Disclosure of Invention

The invention aims to overcome the defects in the prior art and provide a method for predicting the boiling point of a polycyclic aromatic hydrocarbon compound based on molecular energy data. The process is realized by using a computer technology, chemical experiments are avoided, and time and cost are saved.

The purpose of the invention can be realized by the following technical scheme:

a method for predicting the boiling point of a polycyclic aromatic hydrocarbon compound based on molecular energy data comprises the following steps:

1) searching a plurality of polycyclic aromatic hydrocarbon compounds and corresponding boiling point data thereof from the literature, and obtaining 4 quantum chemical structure energy descriptors by utilizing quantum chemical calculation;

2) mapping and converting the 4 quantum chemical result energy descriptors;

3) based on the equation after mapping conversion, establishing a boiling point quantitative prediction model of the polycyclic aromatic hydrocarbon compound by using a support vector machine regression calculation;

4) collecting a plurality of new polycyclic aromatic hydrocarbon compounds, obtaining 4 quantum chemical structure energy descriptors by utilizing quantum chemical calculation, substituting the 4 parameters into a mapping conversion equation, substituting the converted data into a regression model of a support vector machine for boiling point prediction, and predicting the boiling points of the new polycyclic aromatic hydrocarbon compounds.

Compared with the prior art, the invention has the following advantages:

1. the whole process of the invention can be realized by a computer, thereby saving time, avoiding experiments and greatly reducing cost.

2. The benzene preparation method is simple in the whole operation process, and can be completed by one person through simple training.

3. The whole process of the invention does not relate to experiments and chemicals, does not produce environmental pollution, and accords with the concept of green environmental protection.

Drawings

FIG. 1 is a graph of modeling results for the boiling point of polycyclic aromatic hydrocarbons.

FIG. 2 is a leave-one-out cross-validation result diagram of a polycyclic aromatic hydrocarbon boiling point model.

Detailed Description

The invention is described in detail below with reference to specific embodiments, comprising the following steps:

(1) 50 polycyclic aromatic hydrocarbon compounds and corresponding boiling point data thereof are found from the literature, and the polycyclic aromatic hydrocarbon is subjected to molecular geometry optimization calculation by using a Gaussian 03 software package and a DFT-B3LYP/6-311G method.

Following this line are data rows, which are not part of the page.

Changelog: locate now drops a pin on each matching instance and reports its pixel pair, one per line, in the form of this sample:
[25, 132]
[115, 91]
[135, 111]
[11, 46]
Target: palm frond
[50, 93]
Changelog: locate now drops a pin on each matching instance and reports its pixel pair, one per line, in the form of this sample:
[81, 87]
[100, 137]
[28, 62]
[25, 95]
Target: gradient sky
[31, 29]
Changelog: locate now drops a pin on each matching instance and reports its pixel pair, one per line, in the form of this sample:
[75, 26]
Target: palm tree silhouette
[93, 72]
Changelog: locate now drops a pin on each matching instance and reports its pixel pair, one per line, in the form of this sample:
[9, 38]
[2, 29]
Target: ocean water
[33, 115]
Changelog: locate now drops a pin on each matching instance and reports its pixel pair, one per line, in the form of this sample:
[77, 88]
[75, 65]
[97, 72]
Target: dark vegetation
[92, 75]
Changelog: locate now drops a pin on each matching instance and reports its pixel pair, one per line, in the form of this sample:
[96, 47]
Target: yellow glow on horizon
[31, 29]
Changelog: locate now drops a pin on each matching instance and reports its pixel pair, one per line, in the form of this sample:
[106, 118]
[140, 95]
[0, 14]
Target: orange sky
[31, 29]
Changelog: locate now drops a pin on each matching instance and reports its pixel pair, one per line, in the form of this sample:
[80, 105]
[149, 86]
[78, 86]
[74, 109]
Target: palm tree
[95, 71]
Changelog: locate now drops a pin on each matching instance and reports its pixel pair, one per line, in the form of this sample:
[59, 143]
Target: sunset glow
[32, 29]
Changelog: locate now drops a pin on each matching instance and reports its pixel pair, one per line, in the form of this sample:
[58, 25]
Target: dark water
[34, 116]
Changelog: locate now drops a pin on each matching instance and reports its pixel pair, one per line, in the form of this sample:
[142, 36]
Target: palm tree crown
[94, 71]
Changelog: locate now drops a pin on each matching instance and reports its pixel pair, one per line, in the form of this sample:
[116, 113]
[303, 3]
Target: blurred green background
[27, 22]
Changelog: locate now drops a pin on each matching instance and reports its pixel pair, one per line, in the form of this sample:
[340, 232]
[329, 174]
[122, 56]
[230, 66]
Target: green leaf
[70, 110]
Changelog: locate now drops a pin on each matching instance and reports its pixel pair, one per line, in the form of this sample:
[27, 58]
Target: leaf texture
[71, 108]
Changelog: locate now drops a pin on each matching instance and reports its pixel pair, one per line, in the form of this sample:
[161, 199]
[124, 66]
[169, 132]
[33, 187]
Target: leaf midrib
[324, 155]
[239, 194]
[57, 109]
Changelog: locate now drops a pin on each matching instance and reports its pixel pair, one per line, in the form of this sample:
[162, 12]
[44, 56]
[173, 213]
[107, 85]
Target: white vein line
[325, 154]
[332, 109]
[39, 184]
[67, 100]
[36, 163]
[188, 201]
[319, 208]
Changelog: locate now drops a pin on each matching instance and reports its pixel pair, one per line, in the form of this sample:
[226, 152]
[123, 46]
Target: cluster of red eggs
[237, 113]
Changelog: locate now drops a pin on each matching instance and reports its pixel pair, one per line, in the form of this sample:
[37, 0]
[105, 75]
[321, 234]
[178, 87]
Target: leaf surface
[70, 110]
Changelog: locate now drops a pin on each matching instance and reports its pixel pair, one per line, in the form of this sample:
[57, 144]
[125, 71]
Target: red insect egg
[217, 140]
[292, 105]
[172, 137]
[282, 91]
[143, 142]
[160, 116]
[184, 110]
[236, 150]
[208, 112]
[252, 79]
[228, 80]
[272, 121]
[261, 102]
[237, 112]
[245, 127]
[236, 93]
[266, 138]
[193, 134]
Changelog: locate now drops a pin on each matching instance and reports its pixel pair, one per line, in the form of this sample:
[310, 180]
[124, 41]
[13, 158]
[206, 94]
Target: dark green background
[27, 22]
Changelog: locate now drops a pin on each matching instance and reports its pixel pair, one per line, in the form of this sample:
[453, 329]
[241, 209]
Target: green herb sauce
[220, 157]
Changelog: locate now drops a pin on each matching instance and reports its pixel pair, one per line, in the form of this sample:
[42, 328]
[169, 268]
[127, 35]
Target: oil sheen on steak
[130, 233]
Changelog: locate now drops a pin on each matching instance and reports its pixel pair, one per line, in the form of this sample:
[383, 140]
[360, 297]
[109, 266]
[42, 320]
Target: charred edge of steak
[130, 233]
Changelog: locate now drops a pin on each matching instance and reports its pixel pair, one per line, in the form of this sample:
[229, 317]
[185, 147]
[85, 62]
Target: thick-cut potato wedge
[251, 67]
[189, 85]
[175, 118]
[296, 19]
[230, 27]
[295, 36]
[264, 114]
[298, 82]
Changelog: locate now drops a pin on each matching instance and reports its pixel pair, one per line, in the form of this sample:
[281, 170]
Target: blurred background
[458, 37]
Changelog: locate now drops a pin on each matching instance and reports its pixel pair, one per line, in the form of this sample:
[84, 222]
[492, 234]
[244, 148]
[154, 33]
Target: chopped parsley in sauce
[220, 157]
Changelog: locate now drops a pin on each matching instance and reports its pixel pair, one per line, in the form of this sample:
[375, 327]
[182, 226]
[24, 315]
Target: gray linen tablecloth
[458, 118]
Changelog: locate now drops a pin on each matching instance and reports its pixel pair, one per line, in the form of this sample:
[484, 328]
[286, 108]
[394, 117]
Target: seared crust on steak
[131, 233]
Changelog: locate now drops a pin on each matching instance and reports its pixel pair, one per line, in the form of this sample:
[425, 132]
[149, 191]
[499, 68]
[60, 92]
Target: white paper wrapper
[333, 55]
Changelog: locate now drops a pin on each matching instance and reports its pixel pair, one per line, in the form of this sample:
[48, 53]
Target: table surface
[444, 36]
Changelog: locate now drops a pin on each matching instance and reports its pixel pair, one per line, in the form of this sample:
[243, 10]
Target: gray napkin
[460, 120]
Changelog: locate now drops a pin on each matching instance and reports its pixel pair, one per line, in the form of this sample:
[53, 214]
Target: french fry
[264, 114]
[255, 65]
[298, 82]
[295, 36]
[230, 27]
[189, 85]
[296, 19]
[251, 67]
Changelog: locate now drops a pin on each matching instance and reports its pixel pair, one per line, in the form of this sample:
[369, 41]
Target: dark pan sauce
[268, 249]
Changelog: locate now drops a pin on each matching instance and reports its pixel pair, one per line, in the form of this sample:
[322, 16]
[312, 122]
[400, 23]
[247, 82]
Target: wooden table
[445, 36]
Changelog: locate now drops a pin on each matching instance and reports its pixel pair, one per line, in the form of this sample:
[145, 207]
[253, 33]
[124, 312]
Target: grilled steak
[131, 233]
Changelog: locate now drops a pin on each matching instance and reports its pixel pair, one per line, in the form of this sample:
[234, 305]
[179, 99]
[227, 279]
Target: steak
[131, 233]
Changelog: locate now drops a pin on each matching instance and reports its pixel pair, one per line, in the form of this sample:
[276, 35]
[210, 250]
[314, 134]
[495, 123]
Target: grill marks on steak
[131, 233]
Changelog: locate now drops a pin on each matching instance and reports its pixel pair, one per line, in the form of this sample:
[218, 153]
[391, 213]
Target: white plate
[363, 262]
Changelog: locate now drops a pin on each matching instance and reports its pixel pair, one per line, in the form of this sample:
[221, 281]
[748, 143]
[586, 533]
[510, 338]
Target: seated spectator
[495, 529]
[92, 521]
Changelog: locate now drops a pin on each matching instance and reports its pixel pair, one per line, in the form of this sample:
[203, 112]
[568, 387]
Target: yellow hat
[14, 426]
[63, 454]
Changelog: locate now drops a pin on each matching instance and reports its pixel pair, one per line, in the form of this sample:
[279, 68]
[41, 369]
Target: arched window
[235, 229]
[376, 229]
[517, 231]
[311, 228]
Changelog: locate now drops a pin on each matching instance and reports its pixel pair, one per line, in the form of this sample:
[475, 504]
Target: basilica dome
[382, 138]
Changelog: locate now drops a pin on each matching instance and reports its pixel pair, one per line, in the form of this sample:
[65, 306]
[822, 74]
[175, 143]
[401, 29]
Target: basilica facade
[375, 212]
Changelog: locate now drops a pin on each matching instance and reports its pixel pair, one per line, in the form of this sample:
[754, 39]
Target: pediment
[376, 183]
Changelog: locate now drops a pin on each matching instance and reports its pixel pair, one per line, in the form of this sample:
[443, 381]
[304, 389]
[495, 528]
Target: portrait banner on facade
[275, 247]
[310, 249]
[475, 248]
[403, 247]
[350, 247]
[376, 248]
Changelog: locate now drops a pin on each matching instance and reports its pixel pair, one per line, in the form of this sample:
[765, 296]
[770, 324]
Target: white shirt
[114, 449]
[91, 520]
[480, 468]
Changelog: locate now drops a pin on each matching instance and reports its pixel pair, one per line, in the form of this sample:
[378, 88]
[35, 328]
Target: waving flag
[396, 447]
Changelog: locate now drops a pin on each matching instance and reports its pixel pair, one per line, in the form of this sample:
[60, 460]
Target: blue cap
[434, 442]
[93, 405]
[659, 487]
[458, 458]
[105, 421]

Through vibration frequency analysis, the obtained stable structure has no virtual frequency, and after reaching a minimal point corresponding to a potential energy surface, 4 quantum chemical structure energy descriptors are obtained through quantum chemical calculation, so that 48 x 4 basic data are formed by the 4 quantum chemical structure energy descriptors and the boiling point of the polycyclic aromatic hydrocarbon compound. Some of the basic example data are shown in table 1.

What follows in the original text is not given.